The need to urinate at night (nocturia) is related to the amount of salt in your diet, according to new research presented at the European Society of Urology (UEA) congress in London.

Lack of sleep due to nocturia can lead to other problems such as stress, irritability, or tiredness, and so can have a significant negative impact on quality of life.

There are several possible causes of nocturia. Now a group of Japanese scientists have discovered that reducing the amount of salt in one’s diet can significantly reduce excessive urination—both during the day and when asleep. The study is published in the International Journal of Urology.

A group of researchers from Nagasaki University, led by Matsuo Tomohiro, has studied salt intake in a group of 321 men and women who had a high salt intake and had problems sleeping. Japanese people tend to have a higher than average salt intake. The patients were given guidance and support to reduce salt consumption. They were followed for 12 weeks, and salt consumption measured biochemically. 223 members of the group were able to reduce their salt intake from 10.7 gm per day to 8.0 gm/day. In this group, the average night-time frequency of urination dropped from 2.3 times/night to 1.4 times. In contrast, 98 subjects increased their average salt intake from 9.6 gm/night to 11.0 gm/night, and they found that the need to urinate increased from 2.3 times/night to 2.7 times/night. The researchers also found that daytime urination was reduced when salt in the diet was reduced. This reduction in the need to go to the bathroom at night caused a marked improvement in the quality of life of the participants, as measured by the standard CLSS-QoL questionnaire. Tomohiro says.

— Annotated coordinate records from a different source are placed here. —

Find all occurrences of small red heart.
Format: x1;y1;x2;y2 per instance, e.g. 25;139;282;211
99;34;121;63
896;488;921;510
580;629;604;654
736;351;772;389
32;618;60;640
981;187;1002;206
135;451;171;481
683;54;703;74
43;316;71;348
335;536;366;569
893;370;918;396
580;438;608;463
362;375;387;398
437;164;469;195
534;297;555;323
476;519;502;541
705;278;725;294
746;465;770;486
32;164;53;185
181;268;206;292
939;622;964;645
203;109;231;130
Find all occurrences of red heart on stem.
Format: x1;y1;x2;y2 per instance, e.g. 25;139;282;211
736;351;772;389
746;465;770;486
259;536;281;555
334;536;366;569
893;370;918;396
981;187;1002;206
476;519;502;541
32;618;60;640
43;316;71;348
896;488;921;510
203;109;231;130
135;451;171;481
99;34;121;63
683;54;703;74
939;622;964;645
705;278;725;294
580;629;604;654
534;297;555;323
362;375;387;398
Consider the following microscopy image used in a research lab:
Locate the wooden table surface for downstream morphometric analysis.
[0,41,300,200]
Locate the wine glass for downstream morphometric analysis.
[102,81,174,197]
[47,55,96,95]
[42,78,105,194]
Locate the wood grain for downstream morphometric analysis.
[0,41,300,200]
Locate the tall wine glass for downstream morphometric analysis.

Tomohiro says in a relase, “This is the first study to measure how salt intake affects the frequency of going to the bathroom, so we need to confirm the work with larger studies. Nighttime urination is a real problem for many people, especially as they get older. This work holds out the possibility that a simply dietary modification might significantly improve the quality of life for many people.”

Marcus Drake (Bristol, UK), Working Group Lead for the EAU Guidelines Office Initiative on Nocturia, says,  “This is an important aspect of how patients potentially can help themselves to reduce the impact of frequent urination. Research generally focusses on reducing the amount of water a patient drinks, and the salt intake is generally not considered. Here we have a useful study showing how we need to consider all influences to get the best chance of improving the symptom.”